Bruce Springsteen en concierto
Monte do Gozo, Santiago de Compostela, 2 de agosto Promotor: Doctor Music. 40.000 espectadores
Por Xavier Valiño
Sin embargo, una vez más, hay que rendirse a la evidencia. Desde el primer momento, con, sí, "A Rianxeira", Springsteen rindió al Monte do Gozo. Unas intensas "Badlands" y "Out In The Street" sirvieron para avisar de lo que se avecinaba.

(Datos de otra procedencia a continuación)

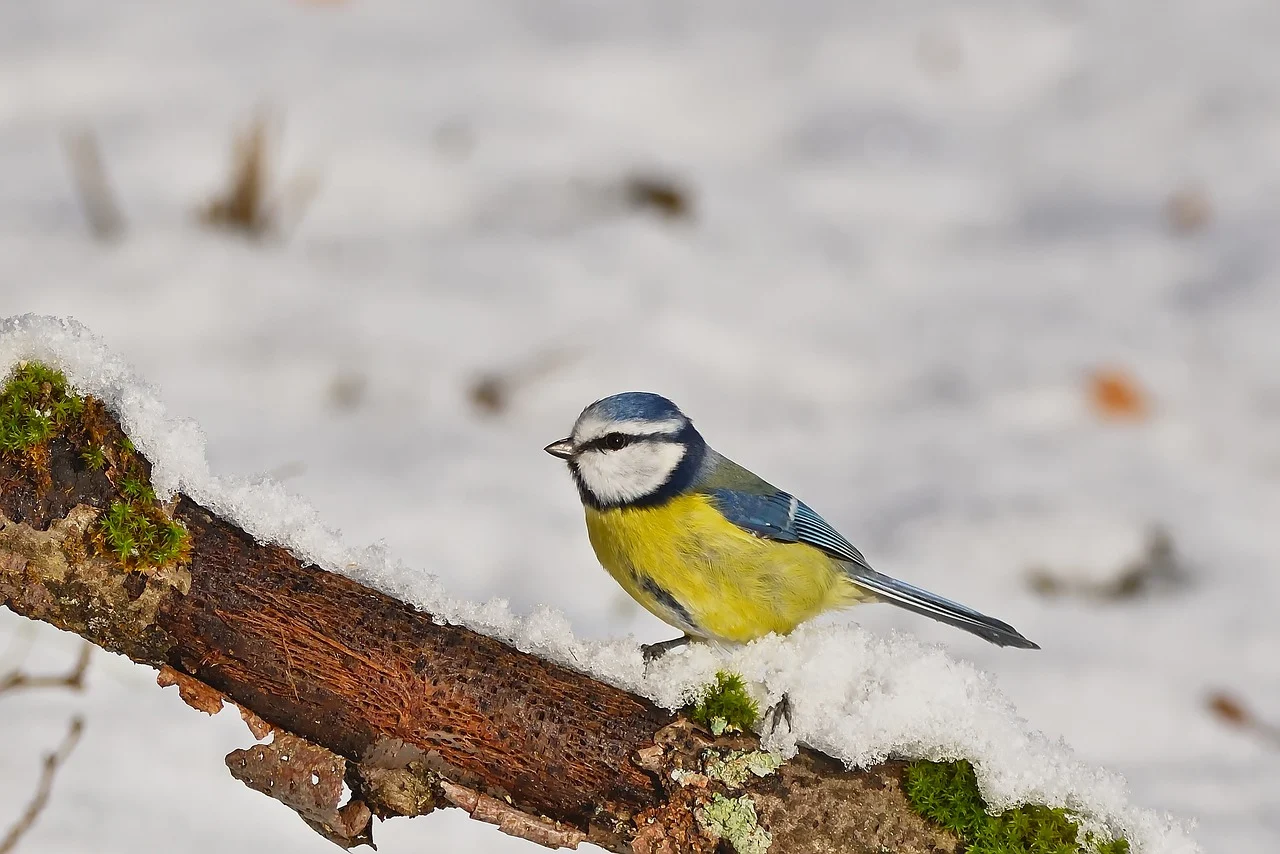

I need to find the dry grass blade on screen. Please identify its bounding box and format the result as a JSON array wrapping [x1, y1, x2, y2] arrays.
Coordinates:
[[200, 114, 273, 237], [467, 350, 573, 415], [63, 129, 124, 241], [1206, 691, 1280, 748], [0, 717, 84, 854], [0, 641, 93, 694], [198, 113, 320, 239]]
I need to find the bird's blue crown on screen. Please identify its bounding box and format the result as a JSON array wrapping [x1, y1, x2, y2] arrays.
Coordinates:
[[588, 392, 687, 421]]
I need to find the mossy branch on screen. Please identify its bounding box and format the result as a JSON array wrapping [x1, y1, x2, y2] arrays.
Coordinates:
[[0, 365, 1110, 854]]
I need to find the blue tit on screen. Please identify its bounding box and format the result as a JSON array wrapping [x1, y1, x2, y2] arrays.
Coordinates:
[[545, 392, 1039, 652]]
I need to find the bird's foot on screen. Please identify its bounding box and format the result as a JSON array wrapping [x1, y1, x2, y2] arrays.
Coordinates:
[[760, 694, 795, 735], [640, 635, 692, 665]]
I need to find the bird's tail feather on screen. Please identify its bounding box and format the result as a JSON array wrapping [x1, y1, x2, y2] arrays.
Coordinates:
[[850, 570, 1039, 649]]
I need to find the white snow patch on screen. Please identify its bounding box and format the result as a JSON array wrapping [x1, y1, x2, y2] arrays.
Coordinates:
[[0, 315, 1199, 854]]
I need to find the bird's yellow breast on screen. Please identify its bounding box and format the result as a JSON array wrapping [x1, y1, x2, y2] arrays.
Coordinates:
[[586, 494, 860, 643]]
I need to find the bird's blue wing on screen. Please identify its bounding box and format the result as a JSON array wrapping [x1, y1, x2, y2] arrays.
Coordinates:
[[707, 489, 870, 570]]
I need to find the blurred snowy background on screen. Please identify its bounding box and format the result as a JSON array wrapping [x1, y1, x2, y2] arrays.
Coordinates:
[[0, 0, 1280, 854]]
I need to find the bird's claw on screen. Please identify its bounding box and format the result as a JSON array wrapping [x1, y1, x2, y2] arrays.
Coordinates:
[[640, 635, 690, 665]]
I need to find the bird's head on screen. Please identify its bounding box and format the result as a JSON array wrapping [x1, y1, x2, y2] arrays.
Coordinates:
[[545, 392, 707, 508]]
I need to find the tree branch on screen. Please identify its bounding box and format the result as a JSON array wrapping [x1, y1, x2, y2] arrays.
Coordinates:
[[0, 717, 84, 854], [0, 399, 957, 854]]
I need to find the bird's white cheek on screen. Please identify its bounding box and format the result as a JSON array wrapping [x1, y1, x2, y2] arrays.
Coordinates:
[[577, 442, 685, 503]]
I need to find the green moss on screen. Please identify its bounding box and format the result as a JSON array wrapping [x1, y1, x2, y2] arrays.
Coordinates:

Hubo tiempo para un "Murder Incorporated" épico, para cederle el micrófono a una niña en "Waiting On A Sunny Day", para el numerito final a lo James Brown del cantante por el suelo reanimado por un doctor…
Como ya es habitual, también recogió peticiones de las primeras filas. Y en lugar de optar por lo fácil, buscó aquellas versionesque supusieran un reto, preguntando a la banda si las podían encarar: "Burning Love" de Elvis Presley y "Born To Be Wild" de Steppenwolf. Con cada desafío, un nuevo converso.
Todo lo que el público esperaba, lo tuvo, e incluso más. Aquí se pasó de las tres horas, sin respiro entre los bises, ocho en esta ocasión. Tras "Twist & Shout" entremezclado con "La Bamba", cayó un "Born In The USA" que no toca nunca. Guste o no, sirvió como traca final para intuir que esto había sido algo distinto.
Con él se da la unanimidad que no consiguen Van Morrison, Lou Reed o Bob Dylan en directo. Seguramente, ésta será la última ocasión en que hayamos visto a la E. Street Band tal y como la conocemos. Springsteen advirtió que volverá. Veremos cuándo. Y, también, si podrá superar esta noche ya marcada en la memoria colectiva.